Решение позволить Белле остаться в ее апартаментах, с Луизой в качестве единственной соседки, вместо того чтобы переоборудовать всю космическую спираль, отведя Луизе эти две комнаты в восточной оконечности дома («а что, если мне тоже нужна студия?»), переместив Беллу с кроватью и книгами вниз, в Опаловую залу, и оставив меня наверху, в моей бывшей спальне, было принято мною твердо, несмотря на довольно стервозные контрпредложения, как, например, перенести все орудия моего ремесла из библиотеки в подвал и сослать Беллу со всеми ее вещичками в эту теплую, сухую, славную и тихую берлогу. Хотя я и знал, что никогда не сдамся, сам процесс мысленного перераспределения комнат и инвентаря буквально подкосил меня. Вдобавок ко всему, я заподозрил (возможно, безосновательно), что Луизе по душе омерзительная пошлость ситуации: мачеха, невзлюбившая падчерицу. Нет, я вовсе не жалел, что женился на ней, я отдавал себе отчет в ее шарме и практической сметке, но мое обожание Беллы было единственным сияньем, единственной перехватывающей дыхание вершиной на унылой равнине моей эмоциональной жизни. Будучи во многих отношениях человеком на редкость глупым, я попросту не брал в расчет клубочки терний и противоречий в образцовой на первый взгляд семье. Стоило мне проснуться — или хотя бы понять, что единственный способ обмануть утреннюю бессонницу — это встать с постели, — как я уже начинал гадать, какой еще новый проект измыслит сегодня Луиза, чтобы досадить моей девочке. Когда два года спустя этот седой старый дурак и его ветреная женушка, одарив Беллу скучным вояжем по Швейцарии, оставили ее в Лариве, между Хексом и Трексом[189], в «завершающем школьное образование пансионе» (в котором завершается детство, приходит конец невинности юных мечтаний), именно наш период жизни à trois (1955–1957) в квирнском доме, а не более ранние свои промахи, вспоминал я с проклятьями и рыданиями.
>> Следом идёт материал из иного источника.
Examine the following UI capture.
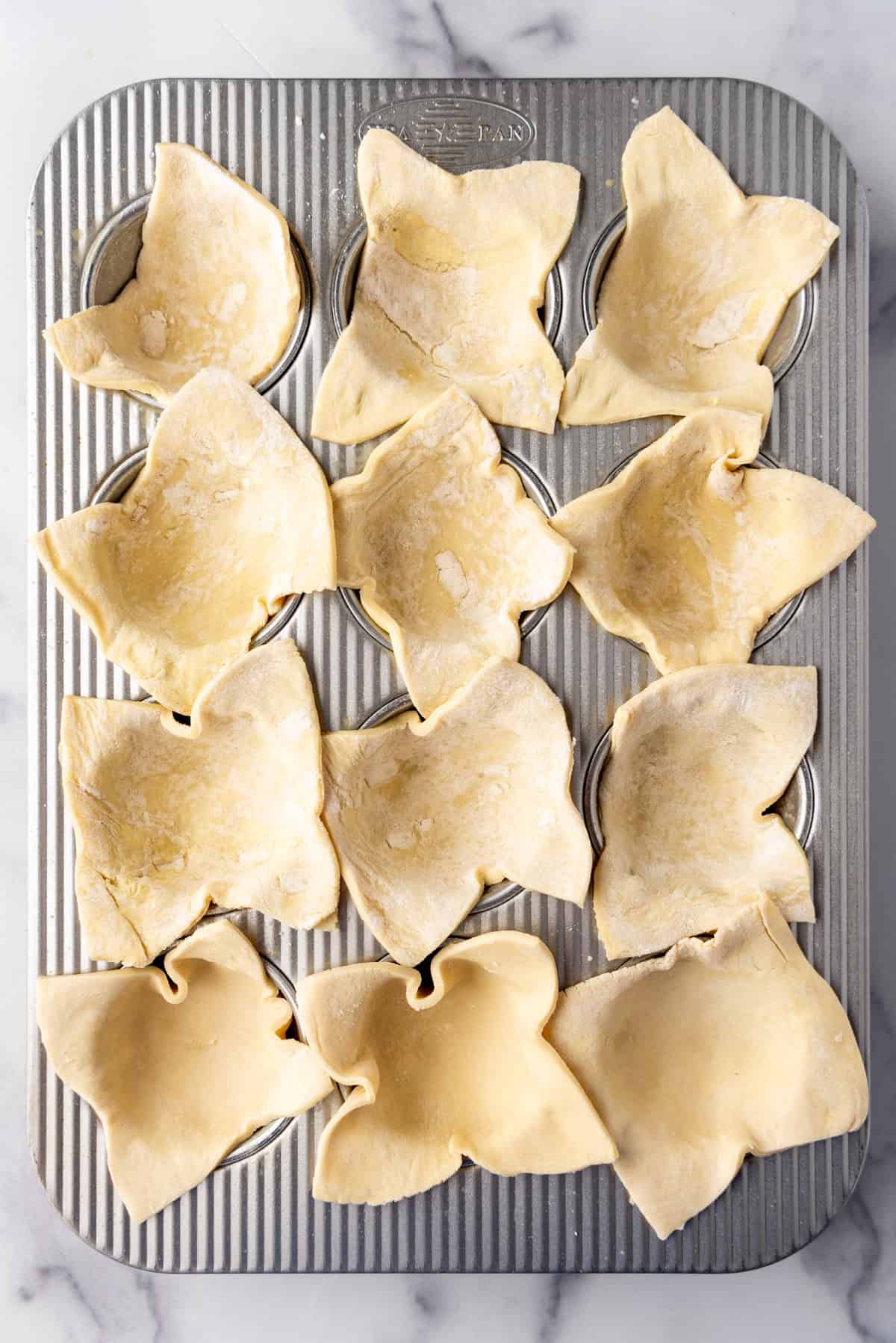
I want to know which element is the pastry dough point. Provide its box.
[332,388,572,716]
[560,108,839,424]
[594,665,817,961]
[311,129,579,443]
[37,919,332,1222]
[298,932,617,1203]
[59,641,338,966]
[34,368,336,715]
[44,143,302,404]
[324,658,592,966]
[551,409,874,674]
[545,899,868,1240]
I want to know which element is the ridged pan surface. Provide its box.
[27,79,869,1272]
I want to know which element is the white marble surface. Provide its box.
[0,0,896,1343]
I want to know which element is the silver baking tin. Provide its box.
[27,79,869,1272]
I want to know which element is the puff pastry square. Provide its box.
[324,658,592,966]
[552,409,874,673]
[560,108,839,424]
[59,641,338,966]
[311,129,579,443]
[594,665,817,959]
[37,919,333,1222]
[545,899,868,1240]
[44,143,302,404]
[34,369,336,715]
[332,388,572,716]
[298,932,617,1203]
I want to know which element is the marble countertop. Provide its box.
[0,0,896,1343]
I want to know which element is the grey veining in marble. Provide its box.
[0,0,896,1343]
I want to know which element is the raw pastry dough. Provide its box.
[545,899,868,1240]
[332,388,572,715]
[59,641,338,966]
[324,658,592,966]
[311,130,579,443]
[34,369,336,713]
[44,143,302,404]
[298,932,617,1203]
[552,409,874,673]
[594,665,817,959]
[560,108,839,424]
[37,919,335,1222]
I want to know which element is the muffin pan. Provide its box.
[27,79,869,1272]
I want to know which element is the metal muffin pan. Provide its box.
[27,79,869,1272]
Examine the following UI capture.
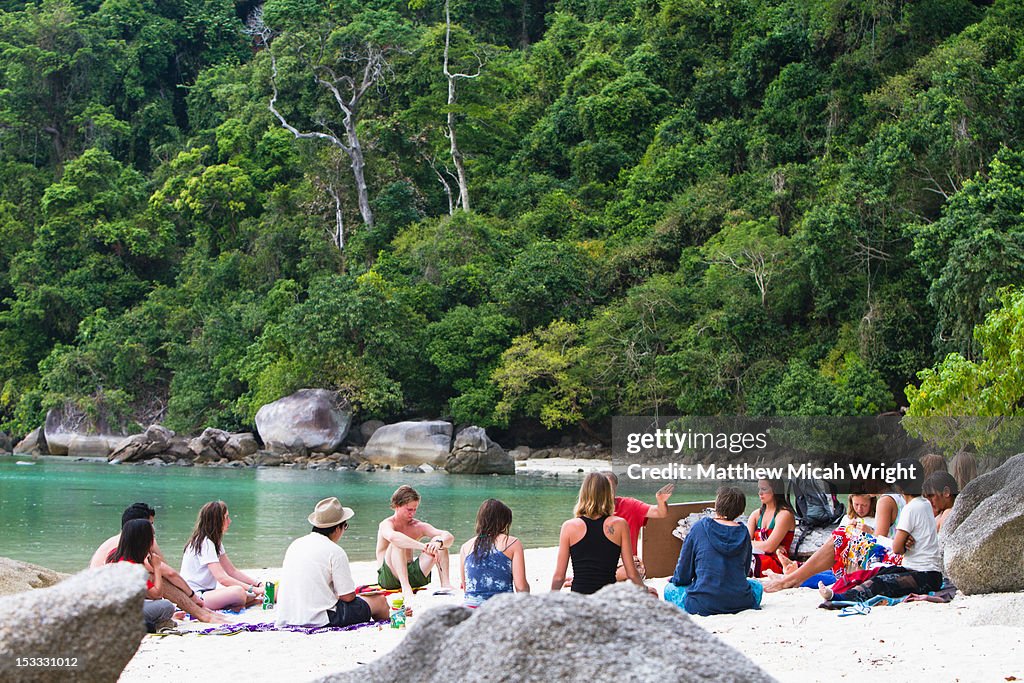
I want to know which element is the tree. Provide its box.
[903,288,1024,453]
[251,11,415,228]
[705,219,790,308]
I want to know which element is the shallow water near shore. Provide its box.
[0,456,720,571]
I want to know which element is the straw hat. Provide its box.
[306,497,355,528]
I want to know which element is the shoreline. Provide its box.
[114,548,1024,683]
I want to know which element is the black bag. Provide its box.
[786,479,846,530]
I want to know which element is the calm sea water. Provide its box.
[0,457,720,571]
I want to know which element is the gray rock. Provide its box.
[256,389,352,453]
[324,584,774,683]
[444,427,515,474]
[359,420,384,445]
[0,557,68,595]
[509,445,532,462]
[362,420,452,467]
[43,405,127,457]
[14,427,50,456]
[108,425,174,463]
[940,454,1024,595]
[68,434,125,458]
[0,562,145,683]
[188,427,231,464]
[224,432,259,460]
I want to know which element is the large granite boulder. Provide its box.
[108,425,180,463]
[188,427,231,463]
[444,427,515,474]
[43,405,127,458]
[0,562,145,683]
[14,427,50,456]
[940,454,1024,595]
[362,420,452,468]
[256,389,352,453]
[0,557,68,595]
[324,584,774,683]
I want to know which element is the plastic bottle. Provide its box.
[388,596,406,629]
[263,581,278,609]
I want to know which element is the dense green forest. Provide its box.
[0,0,1024,433]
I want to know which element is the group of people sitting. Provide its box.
[90,473,673,631]
[666,459,976,615]
[90,454,958,630]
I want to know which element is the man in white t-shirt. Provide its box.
[275,498,397,627]
[818,459,942,606]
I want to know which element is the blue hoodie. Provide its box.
[670,518,758,616]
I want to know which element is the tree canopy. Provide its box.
[0,0,1024,444]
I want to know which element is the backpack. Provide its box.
[785,479,846,556]
[786,479,846,530]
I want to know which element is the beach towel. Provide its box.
[188,620,390,636]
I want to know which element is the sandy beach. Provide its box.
[121,548,1024,683]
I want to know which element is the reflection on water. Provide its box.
[0,456,714,571]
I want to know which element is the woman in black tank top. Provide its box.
[551,472,644,595]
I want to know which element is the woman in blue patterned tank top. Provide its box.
[459,498,529,607]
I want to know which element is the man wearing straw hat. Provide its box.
[275,498,388,627]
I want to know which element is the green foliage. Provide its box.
[904,289,1024,453]
[0,0,1024,439]
[492,321,587,429]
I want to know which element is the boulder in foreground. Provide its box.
[324,584,773,683]
[941,454,1024,595]
[0,562,145,683]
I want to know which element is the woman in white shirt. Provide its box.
[181,501,263,609]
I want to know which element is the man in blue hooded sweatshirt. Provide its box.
[665,486,763,616]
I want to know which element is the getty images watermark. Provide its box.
[612,417,933,490]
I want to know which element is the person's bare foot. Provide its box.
[775,548,800,573]
[761,569,790,593]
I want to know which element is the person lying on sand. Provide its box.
[377,484,456,605]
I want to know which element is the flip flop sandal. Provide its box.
[839,603,871,616]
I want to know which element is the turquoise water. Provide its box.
[0,457,714,571]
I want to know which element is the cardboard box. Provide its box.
[640,501,715,579]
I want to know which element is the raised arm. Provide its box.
[377,517,428,551]
[419,522,455,548]
[144,551,164,600]
[751,510,797,553]
[551,519,575,591]
[647,483,676,518]
[874,496,899,537]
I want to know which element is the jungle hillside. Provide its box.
[0,0,1024,444]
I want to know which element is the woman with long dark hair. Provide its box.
[746,479,797,577]
[459,498,529,607]
[181,501,263,609]
[106,519,174,633]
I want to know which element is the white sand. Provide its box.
[121,548,1024,683]
[108,458,1024,683]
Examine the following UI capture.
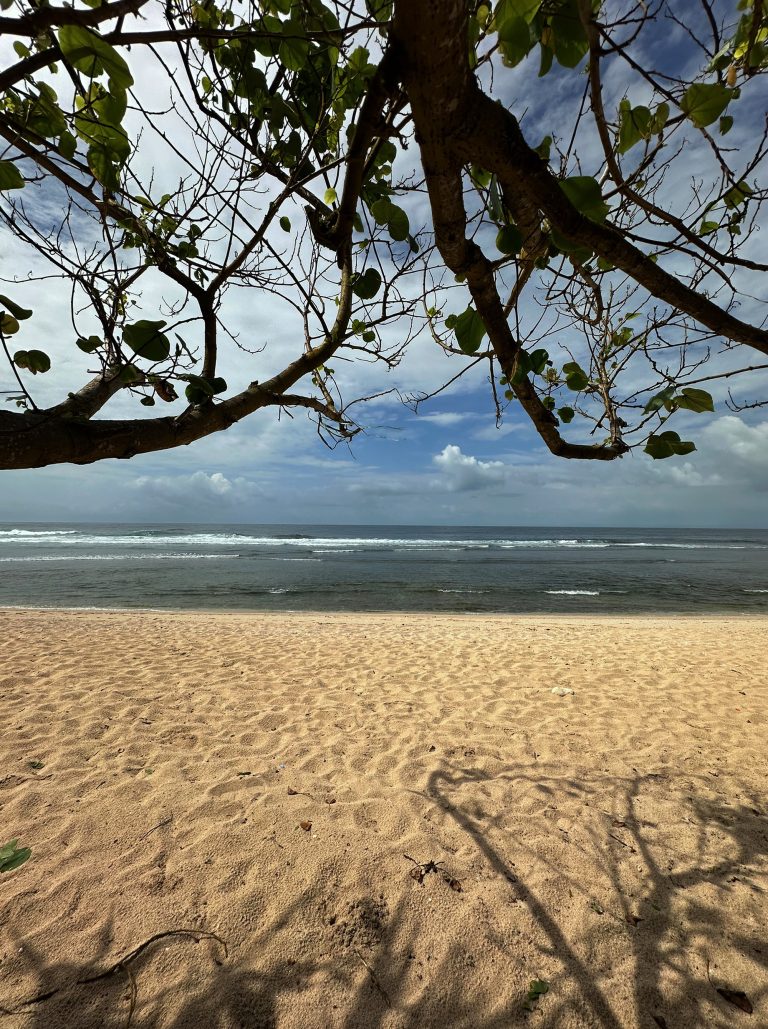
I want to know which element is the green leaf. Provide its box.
[59,132,77,161]
[496,225,523,254]
[365,0,392,22]
[560,175,610,223]
[0,293,32,321]
[13,349,50,376]
[651,104,669,136]
[0,840,32,872]
[644,431,696,461]
[123,318,171,361]
[453,305,486,354]
[617,100,653,153]
[352,268,381,300]
[493,0,542,31]
[59,25,134,90]
[498,14,534,68]
[674,386,714,415]
[680,82,733,129]
[75,335,103,354]
[0,161,24,191]
[563,361,589,393]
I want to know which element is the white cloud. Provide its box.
[133,471,241,507]
[418,411,477,426]
[432,443,507,493]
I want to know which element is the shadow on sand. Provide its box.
[0,766,768,1029]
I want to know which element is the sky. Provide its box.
[0,2,768,528]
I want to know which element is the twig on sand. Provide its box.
[354,947,392,1007]
[139,814,173,840]
[16,929,229,1029]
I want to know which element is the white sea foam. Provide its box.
[544,590,600,597]
[0,529,766,554]
[438,587,491,593]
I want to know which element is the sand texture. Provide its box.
[0,610,768,1029]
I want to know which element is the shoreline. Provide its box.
[0,604,768,622]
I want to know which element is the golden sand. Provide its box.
[0,610,768,1029]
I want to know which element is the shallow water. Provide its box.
[0,523,768,614]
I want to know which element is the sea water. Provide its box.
[0,523,768,614]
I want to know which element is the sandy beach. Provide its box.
[0,610,768,1029]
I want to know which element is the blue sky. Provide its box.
[0,0,768,528]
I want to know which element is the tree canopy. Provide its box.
[0,0,768,468]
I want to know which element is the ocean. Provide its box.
[0,523,768,614]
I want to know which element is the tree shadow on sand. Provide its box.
[5,765,768,1029]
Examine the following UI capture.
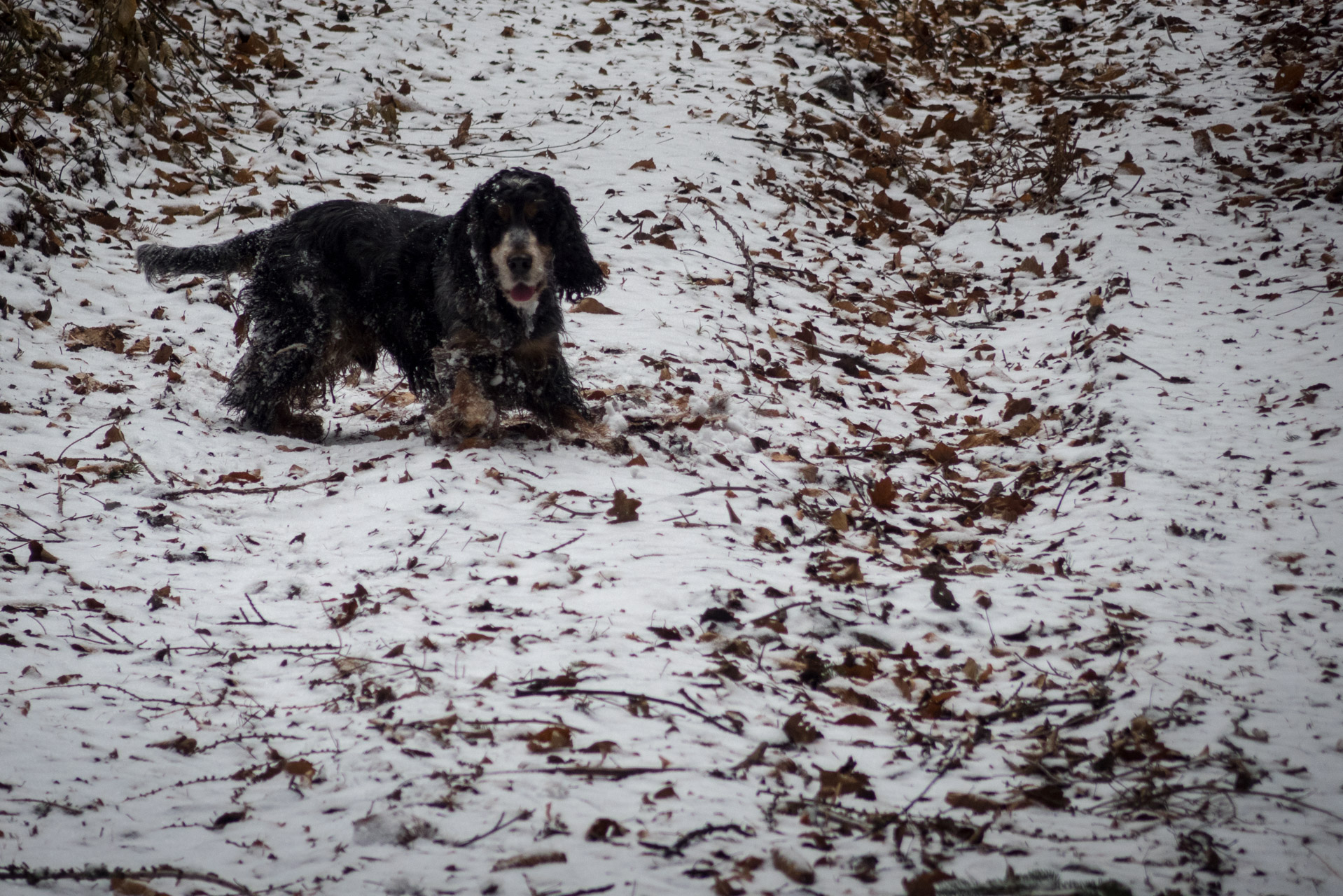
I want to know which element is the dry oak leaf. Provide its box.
[947,791,1006,813]
[606,489,643,524]
[583,818,630,841]
[904,355,928,373]
[1115,149,1147,177]
[924,442,960,466]
[868,475,896,510]
[569,295,620,314]
[527,725,573,752]
[66,323,126,355]
[1017,255,1045,276]
[783,712,822,746]
[770,848,816,887]
[490,850,569,871]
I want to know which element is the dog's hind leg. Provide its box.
[224,274,329,442]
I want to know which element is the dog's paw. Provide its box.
[266,410,326,442]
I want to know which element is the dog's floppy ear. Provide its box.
[552,187,606,300]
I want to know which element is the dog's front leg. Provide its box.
[513,336,592,428]
[429,371,499,440]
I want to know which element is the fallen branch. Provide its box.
[452,808,532,848]
[681,485,762,498]
[485,766,697,780]
[0,864,255,896]
[1115,352,1192,384]
[639,823,755,858]
[513,688,742,735]
[700,197,759,312]
[158,473,345,501]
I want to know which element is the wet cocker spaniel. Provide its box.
[136,168,606,440]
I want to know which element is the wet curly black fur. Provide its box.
[136,168,606,440]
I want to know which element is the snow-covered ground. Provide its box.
[0,0,1343,896]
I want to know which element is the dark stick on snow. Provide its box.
[639,823,753,858]
[700,197,758,310]
[513,688,742,735]
[681,485,762,498]
[158,473,345,501]
[1119,352,1190,383]
[452,808,532,848]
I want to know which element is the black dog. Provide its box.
[136,168,606,440]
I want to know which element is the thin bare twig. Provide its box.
[700,196,759,312]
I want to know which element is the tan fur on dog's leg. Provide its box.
[429,371,499,440]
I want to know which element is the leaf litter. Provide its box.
[0,0,1343,895]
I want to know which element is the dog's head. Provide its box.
[459,168,606,313]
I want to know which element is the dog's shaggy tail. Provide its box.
[136,230,269,281]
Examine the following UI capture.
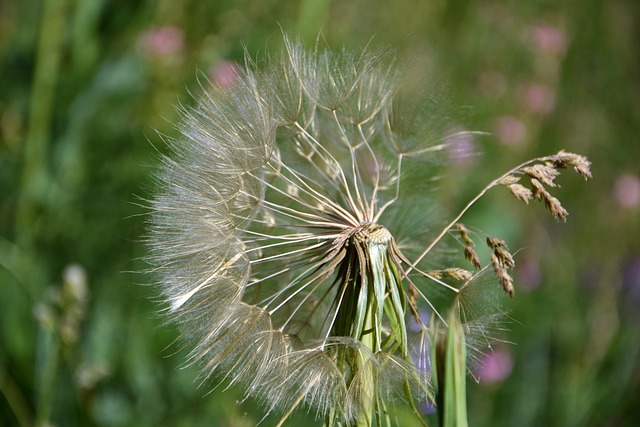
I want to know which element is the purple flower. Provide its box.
[613,174,640,209]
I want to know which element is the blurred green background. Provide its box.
[0,0,640,427]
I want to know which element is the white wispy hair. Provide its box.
[149,35,592,425]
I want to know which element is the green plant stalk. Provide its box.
[16,0,68,251]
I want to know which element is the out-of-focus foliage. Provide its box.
[0,0,640,426]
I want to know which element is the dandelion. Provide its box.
[149,35,589,426]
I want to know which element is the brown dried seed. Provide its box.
[531,178,549,200]
[498,175,520,185]
[522,163,560,187]
[464,246,482,270]
[544,193,569,222]
[487,236,509,249]
[552,150,592,179]
[442,267,473,282]
[509,184,533,204]
[456,222,475,246]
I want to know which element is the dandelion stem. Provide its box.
[405,157,550,274]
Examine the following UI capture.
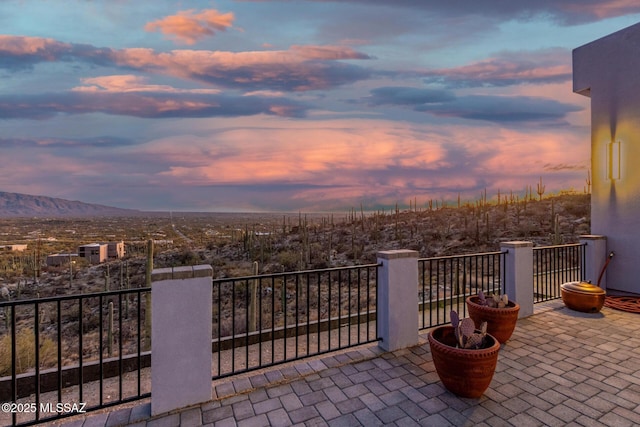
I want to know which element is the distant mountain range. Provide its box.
[0,191,141,218]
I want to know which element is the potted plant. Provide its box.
[428,311,500,398]
[467,291,520,344]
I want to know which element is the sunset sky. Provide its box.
[0,0,640,212]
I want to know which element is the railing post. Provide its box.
[500,241,533,318]
[580,234,608,291]
[377,250,419,351]
[151,265,213,415]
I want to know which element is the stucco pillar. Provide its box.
[580,234,608,291]
[377,250,418,351]
[151,265,213,415]
[500,241,533,318]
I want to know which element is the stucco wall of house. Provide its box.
[573,24,640,293]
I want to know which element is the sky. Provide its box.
[0,0,640,212]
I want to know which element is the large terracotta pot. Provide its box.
[428,326,500,398]
[560,282,606,313]
[467,295,520,344]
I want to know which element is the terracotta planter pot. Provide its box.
[467,295,520,344]
[428,326,500,398]
[560,282,606,313]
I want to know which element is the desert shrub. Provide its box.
[0,328,57,376]
[278,250,300,271]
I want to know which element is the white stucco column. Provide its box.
[151,265,213,415]
[500,241,533,318]
[377,250,418,351]
[580,234,609,291]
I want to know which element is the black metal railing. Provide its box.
[212,264,379,379]
[418,252,506,329]
[0,288,151,425]
[533,243,586,303]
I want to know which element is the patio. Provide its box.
[57,300,640,427]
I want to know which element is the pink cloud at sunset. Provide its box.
[144,9,234,45]
[0,0,640,211]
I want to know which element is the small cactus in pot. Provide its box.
[467,291,520,344]
[451,310,487,349]
[428,311,500,398]
[478,291,509,308]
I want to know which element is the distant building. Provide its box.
[78,243,109,264]
[107,241,125,259]
[0,245,27,252]
[573,23,640,294]
[47,254,78,267]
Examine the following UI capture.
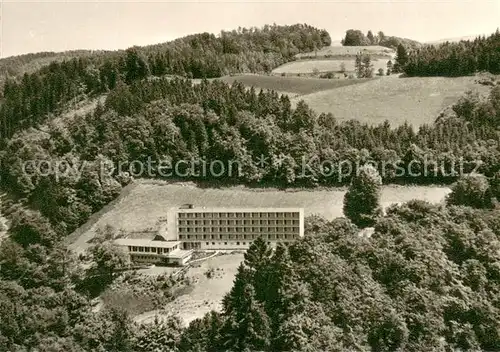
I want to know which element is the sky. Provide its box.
[0,0,500,57]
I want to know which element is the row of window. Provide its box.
[179,220,299,226]
[128,246,177,254]
[179,212,300,219]
[179,235,297,240]
[179,226,300,233]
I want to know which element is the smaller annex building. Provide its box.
[115,236,193,266]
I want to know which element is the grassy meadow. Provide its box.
[295,43,395,59]
[273,58,390,75]
[215,75,376,96]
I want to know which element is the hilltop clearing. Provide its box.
[292,76,489,127]
[70,180,449,253]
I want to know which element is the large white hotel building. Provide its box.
[175,207,304,250]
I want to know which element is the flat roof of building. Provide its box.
[167,249,193,259]
[176,207,304,213]
[115,238,181,248]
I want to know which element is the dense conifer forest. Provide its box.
[0,25,500,352]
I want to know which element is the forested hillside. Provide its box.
[401,30,500,76]
[0,25,330,139]
[0,25,500,352]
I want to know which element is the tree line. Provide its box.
[341,29,422,49]
[398,30,500,76]
[0,24,331,140]
[1,78,500,238]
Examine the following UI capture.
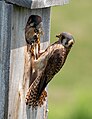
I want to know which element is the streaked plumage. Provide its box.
[26,32,74,108]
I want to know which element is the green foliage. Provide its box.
[48,0,92,119]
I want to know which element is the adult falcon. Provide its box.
[26,32,74,108]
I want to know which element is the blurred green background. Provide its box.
[48,0,92,119]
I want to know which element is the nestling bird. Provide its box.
[25,15,43,59]
[26,32,74,108]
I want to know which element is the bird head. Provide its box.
[27,15,43,35]
[56,32,74,48]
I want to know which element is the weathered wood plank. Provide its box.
[0,1,12,119]
[8,6,50,119]
[6,0,69,9]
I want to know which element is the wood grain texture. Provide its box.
[6,0,69,9]
[8,6,50,119]
[0,1,12,119]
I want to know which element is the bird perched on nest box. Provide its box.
[25,15,43,59]
[26,32,74,108]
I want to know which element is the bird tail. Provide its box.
[26,90,47,108]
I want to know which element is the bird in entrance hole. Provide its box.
[26,32,74,108]
[25,15,43,60]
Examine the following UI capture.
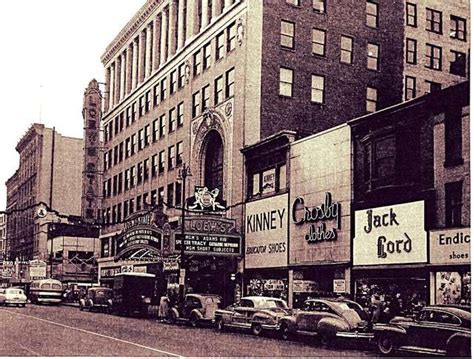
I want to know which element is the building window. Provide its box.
[444,109,463,166]
[152,119,160,142]
[204,131,224,193]
[160,114,166,138]
[341,35,354,64]
[406,2,417,27]
[313,0,326,14]
[365,0,379,27]
[168,146,175,170]
[192,91,201,118]
[280,67,293,97]
[444,181,463,228]
[227,22,237,52]
[225,68,235,99]
[178,64,186,88]
[426,8,443,34]
[168,108,176,133]
[367,42,379,71]
[405,76,416,100]
[166,183,174,206]
[216,32,225,61]
[193,51,202,76]
[201,85,211,111]
[449,15,466,41]
[312,29,326,56]
[214,76,224,105]
[449,50,466,76]
[144,125,150,146]
[311,75,325,104]
[170,70,177,95]
[176,141,183,166]
[426,44,442,71]
[365,87,377,113]
[405,39,417,65]
[178,102,184,127]
[280,20,295,49]
[160,77,166,102]
[203,42,211,70]
[158,151,165,174]
[145,91,151,112]
[151,155,158,177]
[425,80,441,94]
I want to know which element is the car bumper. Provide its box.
[336,332,374,339]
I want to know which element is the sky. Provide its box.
[0,0,146,210]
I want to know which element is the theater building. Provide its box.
[349,82,470,311]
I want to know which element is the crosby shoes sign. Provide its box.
[353,201,427,265]
[291,192,341,243]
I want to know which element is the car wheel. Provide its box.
[217,318,225,332]
[319,333,334,347]
[189,314,199,328]
[280,323,291,340]
[377,334,395,355]
[252,323,263,336]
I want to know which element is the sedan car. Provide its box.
[0,288,27,307]
[79,287,113,313]
[280,299,373,345]
[214,296,291,335]
[374,306,471,357]
[168,293,222,327]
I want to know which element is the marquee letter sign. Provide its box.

Она совершенно перестала разговаривать с мачехой; их общение в случае нужды свелось к жестам; так, например, Луиза мелодраматично указывала на беспощадные часы, а Белла отрицательно постукивала по хрусталику своих лояльных часиков на запястье. Ее теплые чувства ко мне совсем улетучились, и всякий раз, что я делал попытку мимоходом приласкать ее, она мягко уклонялась от меня. К ней вернулось страдальчески-отсутствующее выражение, притуплявшее ее красоту в то время, когда она только приехала из Роузделя. На смену Китсу пришел Камю. Ее оценки поползли вниз. Она больше не писала стихов. Однажды, когда мы с Луизой укладывали вещи для очередной поездки по Европе (Лондон, Париж, Пиза, Стреза и — мелким шрифтом — Лариве), я вынимал кое-какие старые карты — Колорадо, Орегон — из внутренней шелковой «щеки» чемодана, и в ту же минуту, как мой тайный подсказчик произнес слово «щека», я наткнулся на стихи, написанные ею задолго до вторжения Луизы в ее беззащитную юную жизнь. Я подумал, что Луиза, быть может, смягчится, прочитав их, и показал ей тетрадный листок (весь в клочках по отрывному краю, но все еще мой), на котором карандашом были написаны следующие строки:
«Почти по-паундски безупречно», — заметила Луиза, только рассердив меня, поскольку я считаю Паунда мошенником.
7
Шато «Винедор»[191], очаровательный швейцарский пансион Беллы, стоящий на очаровательной возвышенности, в трехстах метрах над очаровательным Лариве, что на Роне, Луизе порекомендовала осенью 1957 года одна швейцарская дама с французского отделения Квирна. На выбор предлагалось еще два других «завершающих» пансиона того же общего типа, но Луиза остановилась на «Винедоре» из-за мимолетного замечания, сделанного даже не ее швейцарской знакомой, а случайной девицей в бюро путешествий, суммировавшей все достоинства пансиона в одной фразе: «Полно тунисских принцесс».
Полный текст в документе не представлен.